There are some sexual references in this movie, including:

  • Two scenes where Karenin is seen getting birth control in preparation for sex.
  • Multiple scenes of passionate kissing between adults
  • Reference to a prostitute, and her place in society
  • Reference to people having affairs

Nudity and sexual activity

There is some nudity and sexual activity in this movie, including:

  • There are a number of sex scenes throughout the movie, depicted through close shots of kissing and skin
  • There is one scene where Anna and Vronsky are seen naked together.  Vronsky’s bare buttocks are seen

Use of substances

There is substance use in this movie, including:

  • Almost all adult characters are seen smoking throughout the movie
  • There are many scenes where wine and spirits are being drunk 
  • One man is seen drinking vodka to excess and his constant drinking is referred to
  • Anna uses morphine to cope with her depression

Coarse language

None of concern

In a nutshell

Anna Karenina is the latest cinematic interpretation of this Tolstoy classic story about forbidden love and its consequences.

The main messages from this movie are about love and the many forms it comes in, the many complexities that it holds and its many possible consequences.
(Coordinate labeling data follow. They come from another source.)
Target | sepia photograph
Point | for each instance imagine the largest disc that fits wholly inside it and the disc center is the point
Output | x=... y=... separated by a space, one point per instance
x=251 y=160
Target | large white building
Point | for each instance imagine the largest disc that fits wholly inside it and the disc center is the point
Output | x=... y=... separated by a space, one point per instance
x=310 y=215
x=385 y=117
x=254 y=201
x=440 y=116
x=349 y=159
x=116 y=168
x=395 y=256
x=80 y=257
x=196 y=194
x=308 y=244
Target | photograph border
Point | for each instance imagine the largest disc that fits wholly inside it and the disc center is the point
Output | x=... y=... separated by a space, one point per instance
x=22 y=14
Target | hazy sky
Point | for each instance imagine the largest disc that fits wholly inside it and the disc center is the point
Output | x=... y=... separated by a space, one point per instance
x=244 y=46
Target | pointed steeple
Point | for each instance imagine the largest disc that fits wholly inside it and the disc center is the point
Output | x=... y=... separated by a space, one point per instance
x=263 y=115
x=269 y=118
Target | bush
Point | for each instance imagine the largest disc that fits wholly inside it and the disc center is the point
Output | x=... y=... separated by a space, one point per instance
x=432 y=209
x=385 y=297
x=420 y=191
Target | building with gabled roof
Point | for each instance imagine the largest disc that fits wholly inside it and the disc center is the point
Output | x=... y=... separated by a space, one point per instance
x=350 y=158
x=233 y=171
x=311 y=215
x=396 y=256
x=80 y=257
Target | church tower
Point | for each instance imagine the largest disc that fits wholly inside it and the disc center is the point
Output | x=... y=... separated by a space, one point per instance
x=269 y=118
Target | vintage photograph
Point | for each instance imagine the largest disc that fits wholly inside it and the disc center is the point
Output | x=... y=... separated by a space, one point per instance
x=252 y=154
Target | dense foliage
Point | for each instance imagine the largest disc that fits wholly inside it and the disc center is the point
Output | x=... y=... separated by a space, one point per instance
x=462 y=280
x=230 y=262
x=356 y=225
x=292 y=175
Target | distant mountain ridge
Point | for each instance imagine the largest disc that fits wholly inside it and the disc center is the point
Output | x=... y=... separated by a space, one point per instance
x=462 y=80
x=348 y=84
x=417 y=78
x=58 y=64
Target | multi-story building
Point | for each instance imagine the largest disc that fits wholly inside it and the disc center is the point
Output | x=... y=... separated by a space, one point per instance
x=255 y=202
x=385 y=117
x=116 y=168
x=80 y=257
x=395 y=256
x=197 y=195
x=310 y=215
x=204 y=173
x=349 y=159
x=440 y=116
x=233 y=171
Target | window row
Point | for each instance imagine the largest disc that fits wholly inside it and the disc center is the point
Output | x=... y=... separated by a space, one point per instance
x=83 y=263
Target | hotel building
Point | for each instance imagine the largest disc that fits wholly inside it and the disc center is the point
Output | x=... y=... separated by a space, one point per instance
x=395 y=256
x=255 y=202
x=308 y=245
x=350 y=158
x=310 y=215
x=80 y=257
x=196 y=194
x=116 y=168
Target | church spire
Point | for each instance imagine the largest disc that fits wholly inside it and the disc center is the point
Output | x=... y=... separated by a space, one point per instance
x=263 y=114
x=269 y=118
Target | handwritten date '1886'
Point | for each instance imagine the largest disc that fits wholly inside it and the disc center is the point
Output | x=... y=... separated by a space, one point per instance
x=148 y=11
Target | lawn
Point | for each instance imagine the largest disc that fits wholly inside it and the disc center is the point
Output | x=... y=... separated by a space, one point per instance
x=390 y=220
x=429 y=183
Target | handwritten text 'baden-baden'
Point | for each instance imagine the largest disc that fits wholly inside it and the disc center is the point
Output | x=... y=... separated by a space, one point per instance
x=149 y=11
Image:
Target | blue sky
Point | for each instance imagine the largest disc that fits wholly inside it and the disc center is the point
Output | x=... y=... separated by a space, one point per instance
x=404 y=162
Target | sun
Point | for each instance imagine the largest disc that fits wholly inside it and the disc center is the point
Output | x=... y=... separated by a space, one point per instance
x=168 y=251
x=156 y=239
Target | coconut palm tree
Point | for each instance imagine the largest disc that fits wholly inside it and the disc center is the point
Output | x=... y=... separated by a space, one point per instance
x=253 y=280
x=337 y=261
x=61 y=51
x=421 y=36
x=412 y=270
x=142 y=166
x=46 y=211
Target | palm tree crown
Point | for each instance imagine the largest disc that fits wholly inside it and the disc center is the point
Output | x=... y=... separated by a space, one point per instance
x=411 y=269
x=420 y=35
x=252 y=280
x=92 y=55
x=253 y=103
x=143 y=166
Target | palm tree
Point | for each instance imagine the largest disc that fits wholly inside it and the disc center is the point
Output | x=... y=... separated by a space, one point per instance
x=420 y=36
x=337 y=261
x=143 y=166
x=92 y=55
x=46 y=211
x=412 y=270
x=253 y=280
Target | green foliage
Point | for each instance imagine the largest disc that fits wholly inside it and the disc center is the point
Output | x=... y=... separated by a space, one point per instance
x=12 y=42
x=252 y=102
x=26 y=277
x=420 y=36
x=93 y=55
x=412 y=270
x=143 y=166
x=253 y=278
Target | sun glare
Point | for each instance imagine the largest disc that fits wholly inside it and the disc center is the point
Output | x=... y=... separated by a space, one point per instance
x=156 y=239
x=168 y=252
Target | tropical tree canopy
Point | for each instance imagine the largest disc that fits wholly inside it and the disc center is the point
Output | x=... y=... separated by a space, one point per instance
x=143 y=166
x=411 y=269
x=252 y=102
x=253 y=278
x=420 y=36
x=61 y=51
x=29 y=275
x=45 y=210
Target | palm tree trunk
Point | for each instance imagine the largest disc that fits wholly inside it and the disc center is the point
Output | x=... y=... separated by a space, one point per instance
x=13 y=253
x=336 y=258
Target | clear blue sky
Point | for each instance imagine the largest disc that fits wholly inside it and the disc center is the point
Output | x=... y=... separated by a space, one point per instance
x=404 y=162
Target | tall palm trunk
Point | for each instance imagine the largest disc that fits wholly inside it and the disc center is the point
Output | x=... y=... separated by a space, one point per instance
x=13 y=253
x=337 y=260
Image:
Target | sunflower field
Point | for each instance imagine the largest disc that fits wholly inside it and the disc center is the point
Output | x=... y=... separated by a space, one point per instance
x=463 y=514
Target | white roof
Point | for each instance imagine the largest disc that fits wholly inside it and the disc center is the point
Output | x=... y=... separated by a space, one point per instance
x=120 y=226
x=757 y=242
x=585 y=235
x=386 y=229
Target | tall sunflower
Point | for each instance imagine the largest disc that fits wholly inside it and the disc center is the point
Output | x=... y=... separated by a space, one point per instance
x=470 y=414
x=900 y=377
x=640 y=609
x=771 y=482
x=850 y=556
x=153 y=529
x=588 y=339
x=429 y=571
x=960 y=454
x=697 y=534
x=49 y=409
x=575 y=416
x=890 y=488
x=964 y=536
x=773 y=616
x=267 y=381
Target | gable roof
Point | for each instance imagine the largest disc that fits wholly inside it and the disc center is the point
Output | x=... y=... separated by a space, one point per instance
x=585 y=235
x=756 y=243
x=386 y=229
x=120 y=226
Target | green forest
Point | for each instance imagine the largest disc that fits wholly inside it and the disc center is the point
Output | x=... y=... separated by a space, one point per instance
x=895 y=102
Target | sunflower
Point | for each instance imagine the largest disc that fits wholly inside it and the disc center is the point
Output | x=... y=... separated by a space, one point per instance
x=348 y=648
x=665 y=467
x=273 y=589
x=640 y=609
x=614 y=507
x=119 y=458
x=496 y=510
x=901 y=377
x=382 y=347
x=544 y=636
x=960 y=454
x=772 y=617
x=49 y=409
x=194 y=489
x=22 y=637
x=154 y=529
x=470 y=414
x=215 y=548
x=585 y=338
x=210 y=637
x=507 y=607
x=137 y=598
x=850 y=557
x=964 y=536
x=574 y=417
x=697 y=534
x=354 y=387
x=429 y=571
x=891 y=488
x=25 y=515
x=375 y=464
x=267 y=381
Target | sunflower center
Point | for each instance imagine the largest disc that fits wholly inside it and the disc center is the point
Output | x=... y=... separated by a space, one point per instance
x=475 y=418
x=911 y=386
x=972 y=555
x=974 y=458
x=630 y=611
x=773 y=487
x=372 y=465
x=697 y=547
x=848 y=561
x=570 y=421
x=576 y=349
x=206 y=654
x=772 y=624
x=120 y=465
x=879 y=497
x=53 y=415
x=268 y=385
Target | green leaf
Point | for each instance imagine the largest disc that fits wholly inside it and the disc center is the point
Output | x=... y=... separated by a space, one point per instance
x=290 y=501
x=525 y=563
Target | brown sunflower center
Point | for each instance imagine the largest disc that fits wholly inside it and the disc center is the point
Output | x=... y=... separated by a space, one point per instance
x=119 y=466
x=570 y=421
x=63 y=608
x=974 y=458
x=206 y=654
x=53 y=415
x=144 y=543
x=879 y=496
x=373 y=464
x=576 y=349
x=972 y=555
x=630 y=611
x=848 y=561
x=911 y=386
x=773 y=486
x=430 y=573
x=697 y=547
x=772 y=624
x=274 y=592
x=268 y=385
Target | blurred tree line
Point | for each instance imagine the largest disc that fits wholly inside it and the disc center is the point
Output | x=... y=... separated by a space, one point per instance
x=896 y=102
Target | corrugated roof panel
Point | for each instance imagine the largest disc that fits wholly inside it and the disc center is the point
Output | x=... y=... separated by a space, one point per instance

Values in this movie that parents may wish to reinforce with their children include:

  • Being true to yourself
  • Commitment to your convictions

This movie could also give parents the opportunity to discuss with their children attitudes and behaviours, and their real-life consequences, such as.

  • The Russian Revolution and its effect on people who were part of the aristocracy
  • Why was the societal disgrace a bigger concern for Anna than it was for Vronsky?  How much did society influence women and their actions in these times?